PERIOPERATIVE TIME STAMPS: The perioperative phase is divided into the following time periods: the operating room phase before cardiopulmonary bypass (pre-CPB), cardiopulmonary bypass (on-CPB), the operating room phase after cardiopulmonary bypass (post-CPB), 0-6 hours in the intensive care unit (ICU-0-6h), 6-12 hours in the intensive care unit (ICU-6-12h), and 12-24 hours in the intensive care unit (ICU-12-24h). If the patient is transferred from the intensive care unit to the ward earlier than 24 hours after surgery, the final time period ends at the time of transfer.

PRIMARY ANALYSIS: The association between time-weighted mean plasma ionized calcium concentration during the post-CPB phase as a continuous variable and dichotomous UDPB (UDPB 3-4 vs. UDPB 0-2) in patients who did not receive blood products during the post-CPB phase. SECONDARY ANALYSIS: The association between time-weighted mean plasma ionized calcium concentration during the post-CPB phase as a continuous variable and the original five-grade UDPB in patients who did not receive blood products during the post-CPB phase. SENSITIVITY ANALYSES: The corresponding analyses to the primary and secondary analyses including all patients.

STATISTICAL ANALYSES: Differences in continuous variables between two groups will be tested using Student's t-test, and correlations between continuous variables will be assessed using Pearson's correlation test. The association between two dichotomous variables will be analyzed using Pearson's chi-square test. Temporal changes in plasma ionized calcium concentration across the entire study population will be analyzed using one-way analysis of variance (ANOVA). Post hoc comparisons will be performed using Dunnett's test, in which perioperative plasma ionized calcium concentrations will be compared with pre-CPB values. The association between plasma ionized calcium and UDPB class will be assessed with regression models. In addition to the primary, secondary and sensitivity analyses, corresponding multivariable analyses will be performed adjusted for clinical risk factors for bleeding. The clinical risk factors included in the model will be those previously identified by the research group among cardiac surgery patients at Meilahti Hospital. Multicollinearity among explanatory variables in the multivariable models will be considered present if the variance inflation factor (VIF) exceeds 5. In the presence of multicollinearity, the variable considered more clinically relevant for the model will be prioritized, and secondarily, the variable showing the stronger univariable association with the outcome will be selected.
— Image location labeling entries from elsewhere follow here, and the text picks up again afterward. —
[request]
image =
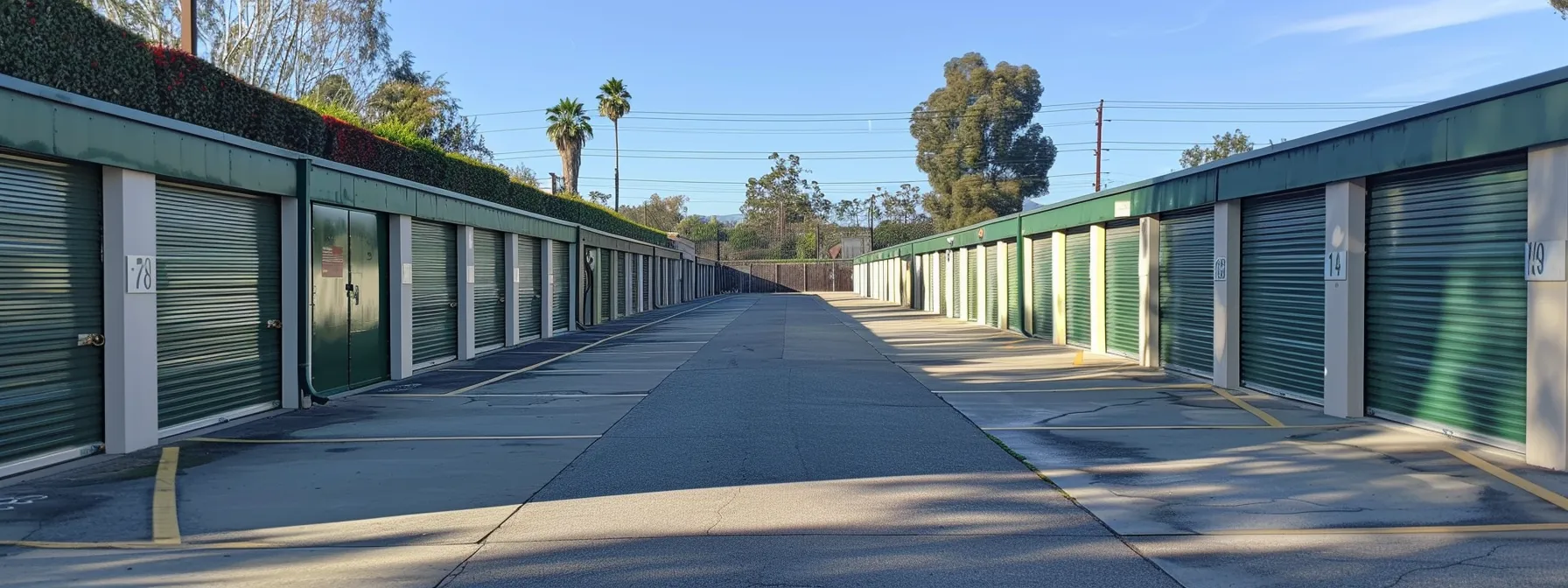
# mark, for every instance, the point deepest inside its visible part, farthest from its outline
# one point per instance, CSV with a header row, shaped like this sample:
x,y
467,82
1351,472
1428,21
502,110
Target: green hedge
x,y
65,45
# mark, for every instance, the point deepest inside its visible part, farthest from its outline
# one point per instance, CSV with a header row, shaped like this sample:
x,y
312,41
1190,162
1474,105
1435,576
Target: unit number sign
x,y
1334,265
142,275
1544,261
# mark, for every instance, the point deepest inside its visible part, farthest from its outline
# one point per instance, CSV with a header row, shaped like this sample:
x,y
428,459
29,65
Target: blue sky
x,y
861,57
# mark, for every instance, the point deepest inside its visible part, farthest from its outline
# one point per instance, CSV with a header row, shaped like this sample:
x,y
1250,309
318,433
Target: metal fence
x,y
786,276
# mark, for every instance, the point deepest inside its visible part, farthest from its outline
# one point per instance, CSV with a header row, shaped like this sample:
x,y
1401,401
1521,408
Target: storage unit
x,y
350,346
51,294
1446,297
1122,287
1283,294
1015,289
1041,275
435,247
621,261
490,289
220,304
1078,287
971,289
1187,290
530,290
560,287
993,267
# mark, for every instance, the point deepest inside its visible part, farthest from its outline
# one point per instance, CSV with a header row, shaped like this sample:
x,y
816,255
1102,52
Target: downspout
x,y
1018,275
303,234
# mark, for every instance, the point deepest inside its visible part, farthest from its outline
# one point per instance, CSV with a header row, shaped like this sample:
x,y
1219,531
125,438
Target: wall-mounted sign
x,y
332,262
1544,262
142,275
1334,265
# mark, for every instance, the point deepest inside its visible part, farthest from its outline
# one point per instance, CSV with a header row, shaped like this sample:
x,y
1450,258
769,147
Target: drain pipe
x,y
303,234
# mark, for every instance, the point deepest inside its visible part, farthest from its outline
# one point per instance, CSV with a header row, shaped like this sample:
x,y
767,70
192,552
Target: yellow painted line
x,y
1249,408
1152,427
576,352
1088,389
1510,477
165,520
396,439
1407,530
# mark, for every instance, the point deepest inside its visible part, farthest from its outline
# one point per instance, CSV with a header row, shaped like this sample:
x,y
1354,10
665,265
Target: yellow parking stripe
x,y
165,521
394,439
1249,408
1508,477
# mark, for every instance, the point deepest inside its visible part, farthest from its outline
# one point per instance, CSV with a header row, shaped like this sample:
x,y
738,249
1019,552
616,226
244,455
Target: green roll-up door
x,y
1015,289
620,283
51,292
490,289
991,275
220,303
1122,289
1446,298
604,284
1187,289
560,287
974,279
435,292
530,294
1078,287
1041,275
1283,294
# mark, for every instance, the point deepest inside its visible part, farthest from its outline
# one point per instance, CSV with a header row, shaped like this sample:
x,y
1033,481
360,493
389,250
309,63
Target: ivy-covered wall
x,y
65,45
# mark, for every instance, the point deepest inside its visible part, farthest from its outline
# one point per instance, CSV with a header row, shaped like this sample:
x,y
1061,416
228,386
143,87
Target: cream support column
x,y
1059,287
513,289
1150,292
1096,287
982,267
1228,294
130,312
1344,298
466,292
400,242
1027,283
1546,364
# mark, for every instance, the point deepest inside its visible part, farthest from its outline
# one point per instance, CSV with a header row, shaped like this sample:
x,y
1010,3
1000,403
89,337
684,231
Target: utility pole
x,y
1100,144
188,25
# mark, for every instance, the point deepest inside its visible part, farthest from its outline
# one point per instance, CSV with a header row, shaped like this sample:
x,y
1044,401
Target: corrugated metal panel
x,y
1122,287
974,279
620,283
1015,289
220,279
1078,287
991,275
604,267
1446,300
528,292
1187,289
490,289
1041,275
51,292
1283,292
562,287
435,290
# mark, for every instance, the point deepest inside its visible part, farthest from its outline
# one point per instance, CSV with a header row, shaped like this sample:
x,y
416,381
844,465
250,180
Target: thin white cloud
x,y
1405,19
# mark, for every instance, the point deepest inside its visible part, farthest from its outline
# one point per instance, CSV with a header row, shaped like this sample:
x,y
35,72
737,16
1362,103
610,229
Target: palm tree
x,y
570,130
613,104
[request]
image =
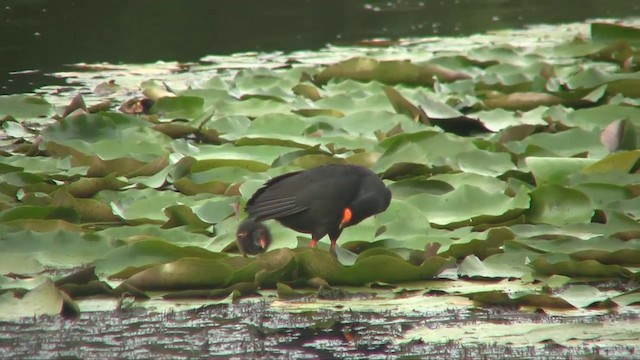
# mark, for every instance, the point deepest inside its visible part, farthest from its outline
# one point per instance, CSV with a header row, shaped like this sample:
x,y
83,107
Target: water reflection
x,y
45,34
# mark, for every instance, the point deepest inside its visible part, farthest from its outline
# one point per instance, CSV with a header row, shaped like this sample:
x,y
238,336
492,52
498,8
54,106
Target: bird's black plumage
x,y
321,201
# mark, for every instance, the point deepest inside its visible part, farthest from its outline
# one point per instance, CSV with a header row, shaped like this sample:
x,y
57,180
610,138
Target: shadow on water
x,y
43,35
255,330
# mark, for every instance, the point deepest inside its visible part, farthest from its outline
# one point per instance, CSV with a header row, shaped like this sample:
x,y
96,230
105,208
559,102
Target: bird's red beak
x,y
346,217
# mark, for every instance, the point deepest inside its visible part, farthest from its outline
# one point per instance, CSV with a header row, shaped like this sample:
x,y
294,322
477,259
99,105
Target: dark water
x,y
255,331
43,35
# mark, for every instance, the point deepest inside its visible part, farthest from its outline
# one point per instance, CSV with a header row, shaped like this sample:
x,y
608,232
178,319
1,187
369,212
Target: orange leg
x,y
332,249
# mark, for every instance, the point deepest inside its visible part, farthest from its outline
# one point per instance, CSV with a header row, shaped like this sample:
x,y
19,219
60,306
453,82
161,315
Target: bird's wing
x,y
296,192
275,199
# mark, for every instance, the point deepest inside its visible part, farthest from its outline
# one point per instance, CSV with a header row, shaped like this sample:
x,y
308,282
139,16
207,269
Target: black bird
x,y
252,237
321,201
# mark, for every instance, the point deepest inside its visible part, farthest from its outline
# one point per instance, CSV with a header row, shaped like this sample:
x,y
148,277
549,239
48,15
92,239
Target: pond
x,y
41,36
514,225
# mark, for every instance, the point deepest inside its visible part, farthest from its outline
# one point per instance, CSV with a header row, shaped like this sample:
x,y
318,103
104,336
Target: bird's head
x,y
253,237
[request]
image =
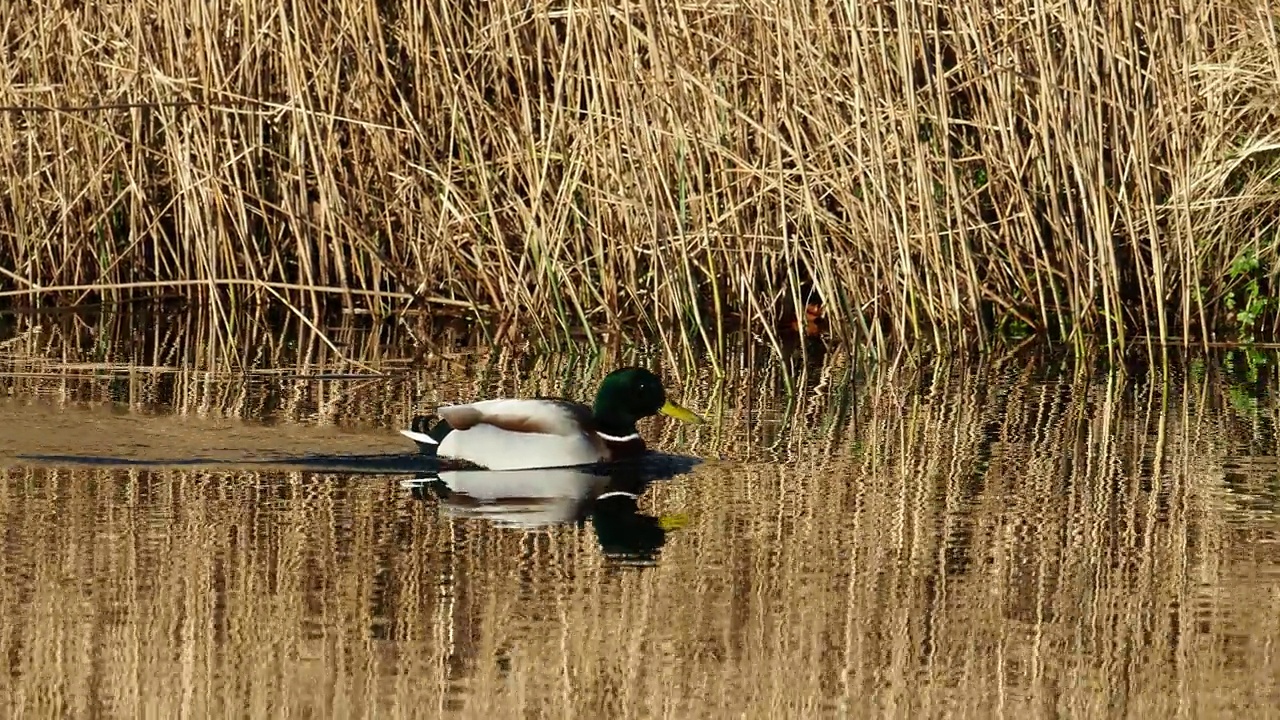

Otherwise, all predefined explanatory variables will be included in the multivariable model regardless of their statistical significance in univariable analyses. If needed, the five-grade UDPB will be modified to meet the assumption for proportional odds in ordinal regression models. Linearity will be tested. If needed, non-linear modeling will be used. The extent of missing data is not known at the time of writing the study protocol. The need for imputation of missing data and the specific imputation methodology will be evaluated after the study dataset has been obtained. Results will be presented as means and standard deviations, frequencies and proportions, or odds ratios with 95% confidence intervals (CI). A two-sided p-value < 0.05 will be considered statistically significant.